Unconvinced, Mr Hancock begins to display the mermaid for a small charge. The business takes a while to get going but after word spreads of how hideous the creature is, fine folk begin to attend and the coins start rolling in.
Soon the mermaid catches the attention of an infamous madame that owns a private brothel, one that services only the upper classes. She comes to an agreement with Mr Hancock that she can rent the mermaid and display it exclusively at a party. Mr Hancock becomes rich and her business becomes the talk of the town.
Mr Hancock attends the mermaid’s launch party at the brothel (his first step into higher society) but is disgusted by what he sees. What he does manage to notice, through his horror, is one of the most beautiful ladies he has ever seen in his life, a woman called Angelica Neal. Before long he makes her a promise, that he will find another mermaid just for her, completely unaware of where the promise will lead them.
“The stories are of men who, walking on the shore, hear sweet voices far away, see a soft white back turned to them, and – heedless of looming clouds and creaking winds – forget their children’s hands and the click of their wives’ needles, all for the sake of the half-seen face behind a tumble of gale-tossed greenish hair.”
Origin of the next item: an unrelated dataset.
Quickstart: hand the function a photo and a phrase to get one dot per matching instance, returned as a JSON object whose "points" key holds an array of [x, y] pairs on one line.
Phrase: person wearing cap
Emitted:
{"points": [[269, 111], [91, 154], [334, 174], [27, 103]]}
Of all the books shortlisted for the Women’s Prize for Fiction in 2018, The Mermaid and Mrs Hancock is by far the most fun to read. Imogen Hermes Gowar’s descriptions of 1700s London bring both the frivolity and the filth to life. The characters are colourful and vivid, Angelica brings a passion for life to the page while Mr Hancock is believable in his simplicity, with a want for family and profitable business.
Separated into three volumes, the novel is also sprinkled with pages from the mermaid’s perspective. As the novel comes towards its conclusion, these insights become more and more intriguing, giving an insight into the mermaid’s mind, even if it’s not the type of mermaid that you might see in picture books.
At almost 500 pages, The Mermaid and Mrs Hancock is quite a long book but it never feels that way when you’re reading it. Fast, fun and always interesting, this is an absolute must-read for anyone wanting something quirky and literary. Beautifully written and brimming with fabulous characters, this is historical fiction at it’s very best.